The gardener made a timid bow, and remained at the door of the cell. The prioress, who was telling her beads, raised her eyes and said:—

“Ah! it is you, Father Fauvent.”

This abbreviation had been adopted in the convent.

Fauchelevent bowed again.

“Father Fauvent, I have sent for you.”

“Here I am, reverend Mother.”

“I have something to say to you.”

“And so have I,” said Fauchelevent with a boldness which caused him inward terror, “I have something to say to the very reverend Mother.”

The prioress stared at him.

“Ah! you have a communication to make to me.”

“A request.”

“Very well, speak.”

Goodman Fauchelevent, the ex-notary, belonged to the category of peasants who have assurance. A certain clever ignorance constitutes a force; you do not distrust it, and you are caught by it. Fauchelevent had been a success during the something more than two years which he had passed in the convent. Always solitary and busied about his gardening, he had nothing else to do than to indulge his curiosity. As he was at a distance from all those veiled women passing to and fro, he saw before him only an agitation of shadows. By dint of attention and sharpness he had succeeded in clothing all those phantoms with flesh, and those corpses were alive for him. He was like a deaf man whose sight grows keener, and like a blind man whose hearing becomes more acute. He had applied himself to riddling out the significance of the different peals, and he had succeeded, so that this taciturn and enigmatical cloister possessed no secrets for him; the sphinx babbled all her secrets in his ear. Fauchelevent knew all and concealed all; that constituted his art. The whole convent thought him stupid. A great merit in religion. The vocal mothers made much of Fauchelevent. He was a curious mute. He inspired confidence. Moreover, he was regular, and never went out except for well-demonstrated requirements of the orchard and vegetable garden. This discretion of conduct had inured to his credit. Nonetheless, he had set two men to chattering: the porter, in the convent, and he knew the singularities of their parlor, and the grave-digger, at the cemetery, and he was acquainted with the peculiarities of their sepulture; in this way, he possessed a double light on the subject of these nuns, one as to their life, the other as to their death. But he did not abuse his knowledge. The congregation thought a great deal of him. Old, lame, blind to everything, probably a little deaf into the bargain,—what qualities! They would have found it difficult to replace him.

The goodman, with the assurance of a person who feels that he is appreciated, entered into a rather diffuse and very deep rustic harangue to the reverend prioress.
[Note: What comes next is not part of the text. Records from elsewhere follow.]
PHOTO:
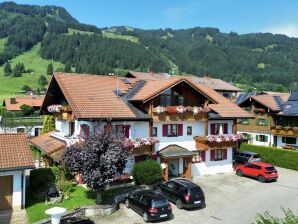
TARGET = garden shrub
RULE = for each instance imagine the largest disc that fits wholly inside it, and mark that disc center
(276, 156)
(147, 172)
(41, 179)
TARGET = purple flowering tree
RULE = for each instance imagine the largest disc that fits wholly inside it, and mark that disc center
(97, 159)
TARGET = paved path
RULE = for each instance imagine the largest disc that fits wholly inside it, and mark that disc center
(230, 199)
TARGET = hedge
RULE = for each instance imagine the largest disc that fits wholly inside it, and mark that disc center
(276, 156)
(147, 172)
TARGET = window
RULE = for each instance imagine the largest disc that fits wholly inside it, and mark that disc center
(154, 131)
(219, 128)
(262, 138)
(289, 140)
(172, 130)
(218, 154)
(189, 130)
(199, 157)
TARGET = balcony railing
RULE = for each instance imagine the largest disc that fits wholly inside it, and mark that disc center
(284, 130)
(217, 141)
(172, 113)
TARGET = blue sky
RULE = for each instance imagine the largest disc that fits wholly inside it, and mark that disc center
(241, 16)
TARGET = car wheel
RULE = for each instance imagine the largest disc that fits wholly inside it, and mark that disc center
(145, 217)
(127, 203)
(239, 173)
(261, 178)
(179, 204)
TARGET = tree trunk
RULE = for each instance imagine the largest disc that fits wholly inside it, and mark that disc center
(99, 197)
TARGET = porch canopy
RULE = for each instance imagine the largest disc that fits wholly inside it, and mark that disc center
(171, 151)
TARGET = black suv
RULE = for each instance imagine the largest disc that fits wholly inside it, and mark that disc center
(149, 204)
(184, 193)
(245, 157)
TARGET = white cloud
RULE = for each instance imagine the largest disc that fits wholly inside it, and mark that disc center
(291, 30)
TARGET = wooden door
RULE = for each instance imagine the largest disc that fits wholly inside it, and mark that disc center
(6, 192)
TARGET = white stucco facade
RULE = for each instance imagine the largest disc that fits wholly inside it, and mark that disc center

He talked a long time about his age, his infirmities, the surcharge of years counting double for him henceforth, of the increasing demands of his work, of the great size of the garden, of nights which must be passed, like the last, for instance, when he had been obliged to put straw mats over the melon beds, because of the moon, and he wound up as follows: “That he had a brother”—(the prioress made a movement),—“a brother no longer young”—(a second movement on the part of the prioress, but one expressive of reassurance),—“that, if he might be permitted, this brother would come and live with him and help him, that he was an excellent gardener, that the community would receive from him good service, better than his own; that, otherwise, if his brother were not admitted, as he, the elder, felt that his health was broken and that he was insufficient for the work, he should be obliged, greatly to his regret, to go away; and that his brother had a little daughter whom he would bring with him, who might be reared for God in the house, and who might, who knows, become a nun some day.”
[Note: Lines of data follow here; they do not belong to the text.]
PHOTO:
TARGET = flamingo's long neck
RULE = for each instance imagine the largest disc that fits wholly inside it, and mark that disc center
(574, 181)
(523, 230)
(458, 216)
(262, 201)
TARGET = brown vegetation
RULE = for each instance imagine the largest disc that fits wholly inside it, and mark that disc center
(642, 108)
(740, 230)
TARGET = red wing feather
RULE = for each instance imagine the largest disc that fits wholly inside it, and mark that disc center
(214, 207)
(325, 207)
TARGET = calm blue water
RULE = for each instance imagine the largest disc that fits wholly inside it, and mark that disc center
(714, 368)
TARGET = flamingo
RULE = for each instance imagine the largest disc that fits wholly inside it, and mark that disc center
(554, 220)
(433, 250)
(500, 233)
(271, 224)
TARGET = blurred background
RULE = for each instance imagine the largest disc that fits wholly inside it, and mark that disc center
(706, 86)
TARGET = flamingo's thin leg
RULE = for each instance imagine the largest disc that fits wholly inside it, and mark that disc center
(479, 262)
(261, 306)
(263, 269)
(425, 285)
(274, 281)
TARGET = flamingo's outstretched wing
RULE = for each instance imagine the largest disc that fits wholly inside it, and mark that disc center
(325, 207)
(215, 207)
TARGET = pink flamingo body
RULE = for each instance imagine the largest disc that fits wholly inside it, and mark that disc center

When he had finished speaking, the prioress stayed the slipping of her rosary between her fingers, and said to him:—

“Could you procure a stout iron bar between now and this evening?”

“For what purpose?”

“To serve as a lever.”

“Yes, reverend Mother,” replied Fauchelevent.

The prioress, without adding a word, rose and entered the adjoining room, which was the hall of the chapter, and where the vocal mothers were probably assembled. Fauchelevent was left alone.